Backpropagation

Backpropagation is the ubiquitous method for performing gradient descent in artificial neural networks. Ultimately it allows us to compute the derivative of a loss function with respect to every free parameter in the network (i.e. every weight and bias). It does so layer by layer. At the end of the day, it’s just the chain rule, but there’s a decent amount of bookkeeping so I want to write it out explicitly.

Suppose we have an artificial neural network with $N$ layers. Let the number of neurons in layer $n$ be $N_n$ . Let layer $n$ have weights $W^n$ (an $N_n$ by $N_{n - 1}$ matrix) and biases $b^n$ (a vector with $N_n$ components).
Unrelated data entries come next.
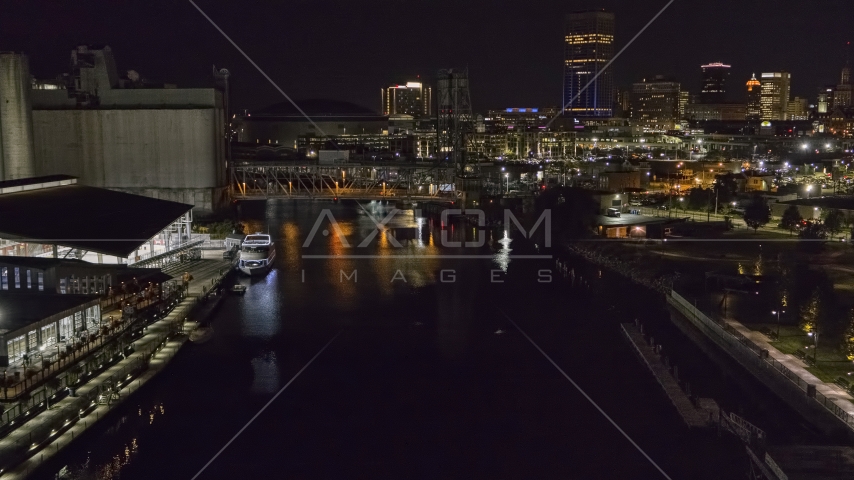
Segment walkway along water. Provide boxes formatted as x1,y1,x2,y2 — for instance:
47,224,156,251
620,323,719,428
0,255,231,480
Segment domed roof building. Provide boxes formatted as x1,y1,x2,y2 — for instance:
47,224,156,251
235,99,389,150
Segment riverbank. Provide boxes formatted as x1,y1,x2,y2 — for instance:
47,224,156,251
566,242,854,438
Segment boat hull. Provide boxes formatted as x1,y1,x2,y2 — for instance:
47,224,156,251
237,263,273,277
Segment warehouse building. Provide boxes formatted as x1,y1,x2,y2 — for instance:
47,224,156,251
0,46,228,215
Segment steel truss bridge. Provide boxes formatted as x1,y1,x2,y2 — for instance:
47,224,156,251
230,161,464,200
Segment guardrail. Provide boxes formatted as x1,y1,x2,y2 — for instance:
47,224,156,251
667,290,854,430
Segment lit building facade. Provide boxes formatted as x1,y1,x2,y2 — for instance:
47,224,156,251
786,97,809,120
632,75,682,132
833,65,854,108
760,72,792,121
563,10,614,117
746,73,762,122
381,82,433,117
700,62,731,103
483,108,560,131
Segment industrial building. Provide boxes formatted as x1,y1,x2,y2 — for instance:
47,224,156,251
380,81,433,117
0,292,101,367
563,10,615,117
0,52,35,181
0,46,228,215
235,99,389,150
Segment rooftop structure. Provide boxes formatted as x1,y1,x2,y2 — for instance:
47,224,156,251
0,176,193,259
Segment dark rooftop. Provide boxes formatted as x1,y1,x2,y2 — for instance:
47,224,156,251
0,293,98,333
596,213,672,227
0,175,77,189
0,179,193,257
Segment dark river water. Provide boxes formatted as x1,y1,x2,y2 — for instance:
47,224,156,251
37,201,824,480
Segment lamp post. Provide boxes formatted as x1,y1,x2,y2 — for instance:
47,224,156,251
807,329,818,365
771,310,786,340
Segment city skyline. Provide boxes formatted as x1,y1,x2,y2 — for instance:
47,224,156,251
0,0,854,111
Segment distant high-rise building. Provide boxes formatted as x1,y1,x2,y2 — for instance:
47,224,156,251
679,90,691,118
632,75,682,132
833,65,852,109
700,62,731,103
760,72,792,121
381,82,433,117
747,73,762,122
563,10,614,117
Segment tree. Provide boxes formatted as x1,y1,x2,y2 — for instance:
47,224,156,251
821,208,845,236
780,205,804,235
842,309,854,360
799,289,823,333
744,195,771,233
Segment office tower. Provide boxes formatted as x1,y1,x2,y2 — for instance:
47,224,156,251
786,97,809,120
747,73,762,121
833,65,854,109
563,10,614,117
381,82,433,117
700,62,731,103
632,75,682,132
760,72,792,121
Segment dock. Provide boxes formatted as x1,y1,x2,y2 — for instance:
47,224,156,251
620,323,717,428
0,251,232,480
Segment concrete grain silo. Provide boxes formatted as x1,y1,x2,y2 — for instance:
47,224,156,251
0,52,35,180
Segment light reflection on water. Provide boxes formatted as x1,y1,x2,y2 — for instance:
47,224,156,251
54,403,166,480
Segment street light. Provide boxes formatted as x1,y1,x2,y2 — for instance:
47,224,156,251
807,330,818,365
771,310,786,340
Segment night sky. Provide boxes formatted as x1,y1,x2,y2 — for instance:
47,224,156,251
0,0,854,111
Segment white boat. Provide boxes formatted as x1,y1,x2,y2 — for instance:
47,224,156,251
237,233,276,275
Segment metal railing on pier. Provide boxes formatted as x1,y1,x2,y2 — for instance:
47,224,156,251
667,291,854,430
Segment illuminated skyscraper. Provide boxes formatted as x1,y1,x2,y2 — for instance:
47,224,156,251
700,62,730,103
760,72,792,121
632,75,682,132
747,73,762,121
381,82,433,117
563,10,614,117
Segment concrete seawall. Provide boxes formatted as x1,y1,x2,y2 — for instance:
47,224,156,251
0,260,232,480
620,323,717,428
667,296,854,438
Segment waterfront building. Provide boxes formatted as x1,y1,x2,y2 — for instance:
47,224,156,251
832,65,854,108
563,10,614,117
746,73,762,122
700,62,731,104
380,81,433,117
632,75,681,132
760,72,792,121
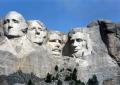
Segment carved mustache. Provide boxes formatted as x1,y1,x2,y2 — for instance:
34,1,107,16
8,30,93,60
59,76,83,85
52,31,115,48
52,48,61,52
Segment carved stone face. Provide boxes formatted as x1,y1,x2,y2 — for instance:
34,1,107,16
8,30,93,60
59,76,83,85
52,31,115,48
46,33,63,56
3,11,27,36
70,32,88,57
27,20,47,44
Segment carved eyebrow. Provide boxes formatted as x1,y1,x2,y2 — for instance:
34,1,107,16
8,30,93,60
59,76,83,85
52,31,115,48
12,19,19,23
3,19,10,24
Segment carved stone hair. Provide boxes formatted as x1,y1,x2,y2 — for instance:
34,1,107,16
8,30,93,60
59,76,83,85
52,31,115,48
27,20,47,31
47,30,67,43
3,11,28,32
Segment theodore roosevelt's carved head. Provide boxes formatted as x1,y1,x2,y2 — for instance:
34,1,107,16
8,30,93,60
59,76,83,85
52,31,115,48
46,31,65,57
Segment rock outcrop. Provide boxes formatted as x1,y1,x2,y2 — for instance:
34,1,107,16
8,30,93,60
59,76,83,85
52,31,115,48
0,12,120,85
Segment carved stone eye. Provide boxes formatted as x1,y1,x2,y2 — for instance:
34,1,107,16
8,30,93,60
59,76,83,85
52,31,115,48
3,19,10,24
76,39,83,42
49,40,56,42
12,19,19,23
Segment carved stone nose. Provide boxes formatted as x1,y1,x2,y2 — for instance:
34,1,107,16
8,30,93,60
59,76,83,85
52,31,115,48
8,26,12,29
36,32,40,35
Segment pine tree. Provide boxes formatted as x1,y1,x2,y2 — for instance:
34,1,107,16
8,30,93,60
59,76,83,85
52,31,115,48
45,73,52,83
27,79,35,85
55,65,58,71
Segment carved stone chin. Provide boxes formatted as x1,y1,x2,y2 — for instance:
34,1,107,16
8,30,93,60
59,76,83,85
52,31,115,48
3,11,27,37
27,20,47,44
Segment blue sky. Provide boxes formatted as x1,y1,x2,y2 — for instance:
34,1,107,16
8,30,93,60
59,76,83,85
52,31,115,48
0,0,120,32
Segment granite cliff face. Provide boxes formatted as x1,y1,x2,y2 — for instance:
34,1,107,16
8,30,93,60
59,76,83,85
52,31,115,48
0,11,120,85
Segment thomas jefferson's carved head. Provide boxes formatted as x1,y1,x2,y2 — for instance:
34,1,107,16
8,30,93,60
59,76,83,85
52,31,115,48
69,29,91,57
27,20,47,44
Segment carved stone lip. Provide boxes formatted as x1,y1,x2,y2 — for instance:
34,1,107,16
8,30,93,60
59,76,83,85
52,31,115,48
52,49,61,52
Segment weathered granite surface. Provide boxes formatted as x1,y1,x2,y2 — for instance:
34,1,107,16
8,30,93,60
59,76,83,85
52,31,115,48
0,12,120,85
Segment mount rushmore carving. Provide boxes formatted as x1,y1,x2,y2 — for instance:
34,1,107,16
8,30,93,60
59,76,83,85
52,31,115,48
0,11,120,85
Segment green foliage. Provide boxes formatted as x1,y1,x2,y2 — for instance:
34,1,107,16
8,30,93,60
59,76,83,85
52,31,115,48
45,73,52,83
71,68,77,81
27,79,35,85
55,65,58,71
57,80,62,85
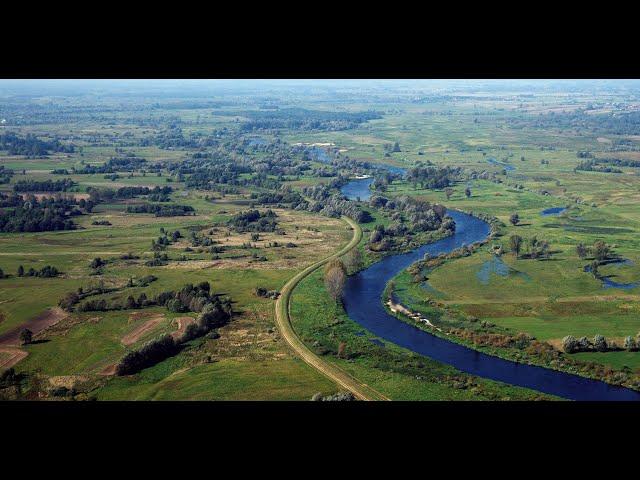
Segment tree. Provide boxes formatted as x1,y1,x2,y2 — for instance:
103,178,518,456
126,295,138,310
324,259,347,302
576,242,588,258
444,187,453,200
562,335,578,353
593,335,609,352
344,248,364,273
591,260,600,278
593,240,610,261
624,335,638,350
20,328,33,345
509,235,522,258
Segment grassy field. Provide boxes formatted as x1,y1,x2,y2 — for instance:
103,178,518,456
0,82,640,400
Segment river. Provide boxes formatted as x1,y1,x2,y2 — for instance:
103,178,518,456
344,208,640,400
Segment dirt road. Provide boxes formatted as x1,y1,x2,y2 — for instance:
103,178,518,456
276,217,390,400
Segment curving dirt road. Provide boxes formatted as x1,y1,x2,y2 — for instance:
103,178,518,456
276,217,390,400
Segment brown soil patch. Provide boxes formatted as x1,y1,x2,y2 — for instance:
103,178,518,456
49,375,89,389
120,314,164,346
100,363,116,377
171,317,196,340
0,347,29,369
0,307,69,346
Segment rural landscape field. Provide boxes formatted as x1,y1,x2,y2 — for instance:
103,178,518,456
0,80,640,401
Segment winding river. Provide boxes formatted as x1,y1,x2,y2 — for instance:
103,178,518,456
344,203,640,400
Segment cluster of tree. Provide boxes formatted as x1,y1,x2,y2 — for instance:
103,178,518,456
116,282,232,375
597,158,640,168
382,142,402,154
407,164,462,189
87,186,173,203
311,392,356,402
573,160,622,173
300,183,373,223
115,186,173,202
324,259,347,302
509,235,551,259
144,252,169,267
0,196,88,232
233,108,382,132
562,333,640,353
0,192,24,208
227,209,280,233
126,203,195,217
508,109,640,135
17,265,60,278
251,190,304,205
0,165,15,185
0,132,75,157
369,195,444,236
576,240,614,262
13,178,76,193
255,287,280,300
58,275,158,312
72,156,147,175
116,334,179,376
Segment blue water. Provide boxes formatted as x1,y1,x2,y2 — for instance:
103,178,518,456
487,158,516,171
540,207,567,217
344,211,640,400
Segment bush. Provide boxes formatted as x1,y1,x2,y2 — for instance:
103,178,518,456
116,335,178,376
624,335,638,351
562,335,578,353
593,335,609,352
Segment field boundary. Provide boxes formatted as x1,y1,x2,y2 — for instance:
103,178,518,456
276,216,390,400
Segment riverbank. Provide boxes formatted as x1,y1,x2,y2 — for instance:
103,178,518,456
381,214,640,398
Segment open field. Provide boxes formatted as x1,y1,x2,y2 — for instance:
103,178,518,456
0,82,640,400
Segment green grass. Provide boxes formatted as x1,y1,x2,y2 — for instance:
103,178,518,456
291,271,552,400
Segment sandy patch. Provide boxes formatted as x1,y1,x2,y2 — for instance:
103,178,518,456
0,347,29,369
120,314,164,346
0,307,69,346
49,375,89,389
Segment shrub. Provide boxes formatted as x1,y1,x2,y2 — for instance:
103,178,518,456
20,328,33,345
593,335,609,352
624,335,638,351
562,335,578,353
116,335,178,376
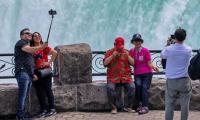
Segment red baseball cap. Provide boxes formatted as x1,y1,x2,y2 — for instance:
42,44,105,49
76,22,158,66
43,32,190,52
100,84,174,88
114,37,124,49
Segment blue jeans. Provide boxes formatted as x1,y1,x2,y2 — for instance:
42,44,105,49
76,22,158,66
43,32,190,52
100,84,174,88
15,71,32,118
165,77,192,120
33,76,55,111
134,73,153,107
107,82,135,109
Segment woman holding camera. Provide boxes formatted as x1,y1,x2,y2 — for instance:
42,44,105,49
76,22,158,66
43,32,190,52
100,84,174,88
129,34,158,114
30,32,57,117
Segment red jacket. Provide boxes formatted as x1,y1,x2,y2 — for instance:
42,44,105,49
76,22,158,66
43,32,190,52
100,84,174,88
104,48,132,83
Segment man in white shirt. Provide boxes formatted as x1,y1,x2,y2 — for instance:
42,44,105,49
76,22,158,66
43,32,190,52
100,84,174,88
161,28,192,120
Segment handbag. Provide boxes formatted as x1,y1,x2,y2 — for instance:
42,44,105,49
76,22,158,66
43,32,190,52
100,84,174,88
38,67,53,78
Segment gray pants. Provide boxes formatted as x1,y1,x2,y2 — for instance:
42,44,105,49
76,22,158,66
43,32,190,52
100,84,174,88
165,77,192,120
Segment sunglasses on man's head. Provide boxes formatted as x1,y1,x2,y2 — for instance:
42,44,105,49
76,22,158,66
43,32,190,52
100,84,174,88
24,32,31,35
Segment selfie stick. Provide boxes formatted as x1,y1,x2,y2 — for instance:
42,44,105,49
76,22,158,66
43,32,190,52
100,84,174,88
46,9,57,43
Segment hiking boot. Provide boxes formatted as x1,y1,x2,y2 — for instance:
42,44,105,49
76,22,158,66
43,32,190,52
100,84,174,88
124,108,135,113
111,108,117,114
45,109,57,117
138,107,149,115
36,110,47,118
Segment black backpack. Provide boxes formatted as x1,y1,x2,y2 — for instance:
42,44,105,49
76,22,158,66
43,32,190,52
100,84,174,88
188,51,200,80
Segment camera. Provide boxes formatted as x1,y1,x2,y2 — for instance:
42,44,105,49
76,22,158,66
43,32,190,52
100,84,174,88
166,35,176,46
49,9,57,16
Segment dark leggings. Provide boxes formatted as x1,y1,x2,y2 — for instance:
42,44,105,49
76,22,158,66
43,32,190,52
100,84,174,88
33,76,55,110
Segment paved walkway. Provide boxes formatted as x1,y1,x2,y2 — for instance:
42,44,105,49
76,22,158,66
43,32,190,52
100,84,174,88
35,110,200,120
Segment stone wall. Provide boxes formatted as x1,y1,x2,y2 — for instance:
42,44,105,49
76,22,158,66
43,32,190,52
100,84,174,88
0,79,200,115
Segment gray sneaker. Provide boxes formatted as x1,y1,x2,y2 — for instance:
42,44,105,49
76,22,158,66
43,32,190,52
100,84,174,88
124,108,135,113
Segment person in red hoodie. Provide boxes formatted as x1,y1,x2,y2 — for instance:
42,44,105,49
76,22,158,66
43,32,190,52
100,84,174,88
31,32,57,117
103,37,135,114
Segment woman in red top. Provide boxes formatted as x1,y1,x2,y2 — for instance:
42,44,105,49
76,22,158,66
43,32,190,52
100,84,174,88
31,32,57,117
Call its output $a^n$ . Define the vector

$z^n = W^n a^{N-1} + b^n$

This is just the output of layer $n$ before the activation function $\theta$ is applied. So

$a^n = \theta(z^n)$

(where the function application is performed on each element independently).

We’ll treat layer zero as the inputs. So $a^0$ is defined, but not $z^0$ , $W^0$ , or $b^0$ . Then $a^1$ through $a^N$ are the outputs of our layers. Finally, we have some loss function $L$ , which I assume is a function only of the last layer’s outputs ( $a^N$ ).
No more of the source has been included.